Joana diz que os quintais produtivos são um grande incentivo para a comunidade produzir o alimento saudável. “E, quando sobra, a gente bota pra feira (através do CSA) o cheiro verde, o colorau que faço aqui em casa, o molho de pimenta que eu faço também”.

Daniel de Souza, que ensina na Escola Família Agrícola Jaguaribana Zé Maria do Tomé, que funciona no Parque Ecológico dos Currais, está preocupado com o que está acontecendo em Tabuleiro do Norte. “Ficamos preocupados quando começamos a ser cercados pelo agronegócio, com seus pacotes tecnológicos: monocultura, transgênicos, uso abusivo de venenos. E aqui no território sabemos de vários problemas de quando essas firmas chegam. Principalmente ali na região de Limoeiro, Quixeré. A gente escuta muito esses relatos.”

A firma

Desde 2020, quando se instalou em Tabuleiro, a Nova Agro passou a ter centralidade na vida das pessoas que moram no município. Embora seja tema recorrente nas rodas de conversas, o seu nome praticamente não é falado. Como uma entidade onipresente, todos se referem a ela como “a firma” ou “a empresa”.

Quando questionados sobre a qual empresa se referem, quase todos têm convicção de que a proprietária das terras é a cearense Santana Textiles, uma das maiores empresas têxteis da América Latina. A relação da Nova Agro com a Santana aparece até em algumas matérias de jornais e em vários dossiês preparados por entidades da sociedade civil organizada.

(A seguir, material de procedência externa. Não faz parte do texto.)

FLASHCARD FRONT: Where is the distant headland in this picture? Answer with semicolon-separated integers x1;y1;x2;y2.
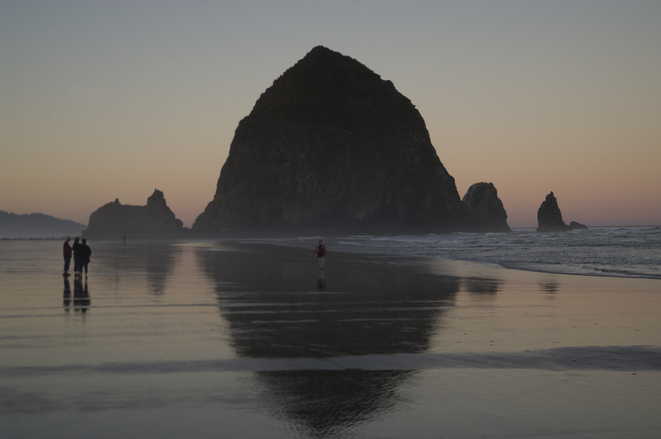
0;210;85;239
41;46;596;239
192;46;509;236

A questão é que no quadro societário da empresa não aparece nenhum vínculo entre as duas empresas. A Nova Agro tem como sócios Francisco Roberto Leandro Silva, Valdemar Loureiro Rocha Filho e a Nova Fiação Indústria Têxtil, que por sua vez tem como sócios, além de Valdemar Filho, Karla Gizely Lima Juca. Já a Santana Textiles apresenta em seu quadro societário Raimundo Delfino Neto Filho, Verônica Maria Rocha Perdigão e Mariana Rocha Silva Araújo.

A reportagem entrou em contato com a Nova Agro mas, até a publicação da reportagem, ainda não havia obtido resposta para a maioria das perguntas.